Wie weit darf Provokation gehen?
Darf Satire wirklich alles? Ist es förderlich, konstruktiv, Angehörige einer Religion zu diffamieren? Egal, wieviele Menschen wegen dieser «Satire» schon umgekommen sind? Gemäss Constantin Seibt (auch im Tagi von heute) waren das im Fall der Mohammed-Karikaturen schon vor dem Attentat in Paris über 100 Menschen.
Was soll das alles? Haben wir nicht selber genug Probleme, bei denen es sich lohnt, mit dosierten Nadelstichen, die Gemüter zu bewegen, konstruktive Kritik zu fördern?

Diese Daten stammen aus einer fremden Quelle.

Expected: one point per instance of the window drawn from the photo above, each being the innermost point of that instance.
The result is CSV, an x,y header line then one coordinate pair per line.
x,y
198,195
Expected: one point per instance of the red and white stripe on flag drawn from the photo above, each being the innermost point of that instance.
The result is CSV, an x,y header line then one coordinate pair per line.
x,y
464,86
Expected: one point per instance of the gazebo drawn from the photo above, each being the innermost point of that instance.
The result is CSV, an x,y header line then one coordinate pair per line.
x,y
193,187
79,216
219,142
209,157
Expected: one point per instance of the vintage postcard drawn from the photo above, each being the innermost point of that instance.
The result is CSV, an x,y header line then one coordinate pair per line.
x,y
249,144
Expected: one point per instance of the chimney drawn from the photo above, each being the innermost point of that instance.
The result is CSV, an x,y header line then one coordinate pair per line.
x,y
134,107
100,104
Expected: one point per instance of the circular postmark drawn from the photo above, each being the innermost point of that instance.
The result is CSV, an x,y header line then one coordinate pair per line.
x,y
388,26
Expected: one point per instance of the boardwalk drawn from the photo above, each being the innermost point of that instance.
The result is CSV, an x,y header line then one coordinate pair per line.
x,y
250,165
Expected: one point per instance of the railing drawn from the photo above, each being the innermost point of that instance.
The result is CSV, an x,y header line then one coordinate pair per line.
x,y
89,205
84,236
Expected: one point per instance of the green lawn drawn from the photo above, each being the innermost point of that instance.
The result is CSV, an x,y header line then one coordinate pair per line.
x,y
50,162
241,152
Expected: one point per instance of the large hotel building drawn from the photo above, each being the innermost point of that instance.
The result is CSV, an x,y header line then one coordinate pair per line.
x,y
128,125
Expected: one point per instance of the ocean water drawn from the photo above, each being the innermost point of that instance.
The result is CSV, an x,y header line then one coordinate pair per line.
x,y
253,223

Könnten die Medien nicht endlich mal aufhören, jede Blutspur auf die Titelseite zu hieven und sich an Gewehrsalven aufzugeilen? Nochmals: Die Zusammenfassung und die Hintergrundinformationen im heutigen Tages-Anzeiger sind für mich ein Paradebeispiel für ausgezeichneten Journalismus.
Freiheit hat mit Verantwortung zu tun. Meinungsfreiheit noch mehr, denn die Verbreitung einer Meinung beeinflusst die Meinung anderer. Meinungsfreiheit ist eines der wertvollsten Güter innerhalb einer Gesellschaft, die Visitenkarte sozusagen. Ich denke nicht, dass die Bluttat in Paris ein Angriff auf unsere Meinungsfreiheit gewesen ist. Es war ein barbarischer Akt fanatischer Islamisten, von Mördern. Es war kein Akt einer Religionsgemeinschaft. Es war kein Angriff auf die westliche Demokratie. Es war ein Akt von Feiglingen, Kriminellen, von menschlichem Abschaum.
Aber es war auch die Reaktion auf jahrelange Provokationen, bewusste Verletzungen und Verleumdungen. Durchgeführt von Menschen die ich gerne mal gefragt hätte, warum sie das tun? Nun sind sie tot, werden als Märtyrer gelobt, obwohl sie bis gestern ihrerseits grundlos andere Menschen immer und immer wieder mit teilweise primitivsten Zeichnungen gereizt haben. Unter dem Deckmantel der Satire und mit Verweis auf die Meinungsfreiheit. Die sie vielleicht auch ganz einfach missbraucht haben.
Wir sollten vorsichtiger damit umgehen.